Het 2Gr, een regiment van eerste reserve, maakt een turbulente mobilisatie door.

Op 18 september wordt het regiment samen met het 2e regiment Karabiniers (2C) en het 18e linieregiment (18Li) onder bevel geplaatst van de 7e Infantieriedivisie (7Div).

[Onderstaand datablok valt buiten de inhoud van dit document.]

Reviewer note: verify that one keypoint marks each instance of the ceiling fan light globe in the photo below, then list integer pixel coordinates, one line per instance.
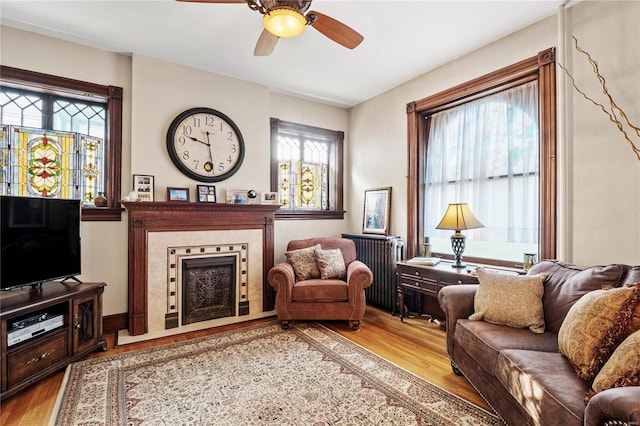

Het vertrekt aansluitend naar de K.W. stellingwaar ze de Ondersector Leuven bezetten. De stellingen worden voorbereid maar lang kan het 2e regiment Grenadiers niet van het werk genieten want in oktober 1939 worden ze verplaatst naar het Albertkanaal waar ze de Ondersector Kwaadmechelen moeten inrichten. Tot overmaat van ramp moeten ze de verplaatsing te voet uitvoeren bij gebrek aan transportmiddelen. Gedurende de strenge winter van 1939 wordt ook deze stelling ingericht. De eenheden moeten noodgedwongen hun eigen barakken bouwen; zo niet zouden de paarden en het materieel de vrieskou niet overleven.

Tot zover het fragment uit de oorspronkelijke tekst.